Question

If the atomic masses of lithium, helium and proton are 7.01823 amu, 4.00387 amu and 1.00815 amu respectively, calculate the energy that will be evolved in the reaction. $\mathbf{L}\mathbf{i}^{\mathbf{7}}\mathbf{+}\mathbf{H}^{\mathbf{1}}\mathbf{\rightarrow}\mathbf{2H}\mathbf{e}^{\mathbf{4}}\mathbf{+}\text{energy}$.

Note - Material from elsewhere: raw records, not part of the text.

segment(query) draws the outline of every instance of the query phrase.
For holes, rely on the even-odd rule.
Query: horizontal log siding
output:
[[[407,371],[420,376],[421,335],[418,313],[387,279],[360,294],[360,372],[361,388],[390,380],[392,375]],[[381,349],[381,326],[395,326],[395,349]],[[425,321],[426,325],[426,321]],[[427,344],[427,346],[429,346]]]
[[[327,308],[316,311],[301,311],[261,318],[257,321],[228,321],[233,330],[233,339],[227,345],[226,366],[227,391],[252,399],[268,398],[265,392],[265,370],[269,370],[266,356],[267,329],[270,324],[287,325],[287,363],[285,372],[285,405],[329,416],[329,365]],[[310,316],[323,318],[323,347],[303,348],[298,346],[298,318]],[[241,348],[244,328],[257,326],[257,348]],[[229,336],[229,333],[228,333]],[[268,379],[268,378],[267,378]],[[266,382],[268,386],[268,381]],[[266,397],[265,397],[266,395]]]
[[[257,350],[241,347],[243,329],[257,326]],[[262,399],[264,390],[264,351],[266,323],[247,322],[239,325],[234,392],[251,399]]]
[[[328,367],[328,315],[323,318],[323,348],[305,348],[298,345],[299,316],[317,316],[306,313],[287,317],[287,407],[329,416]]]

(Given that 1 amu = 931 MeV)

• A. 17.3 MeV
• B. 17.8 MeV
• C. 17.2 MeV
• D. 17.0 MeV

Answer 1

Answer: (A)

17.3 MeV

Answer 2

Total mass of the reacting species

$(Li^{7}$and$H^{1}) = 7.01823 + 1.00815 = 8.02638amu$

The mass of the resulting species

$(2He^{4}) = 2 \times 4.00387 = 8.00774$ amu

Mass of reacting species converted into energy, i.e., $\Delta m = 8.02638 - 8.00774 = 0.01864$amu

∴ Energy evolved in the reaction

$= 0.01864 \times 931.5 = 17.363$MeV.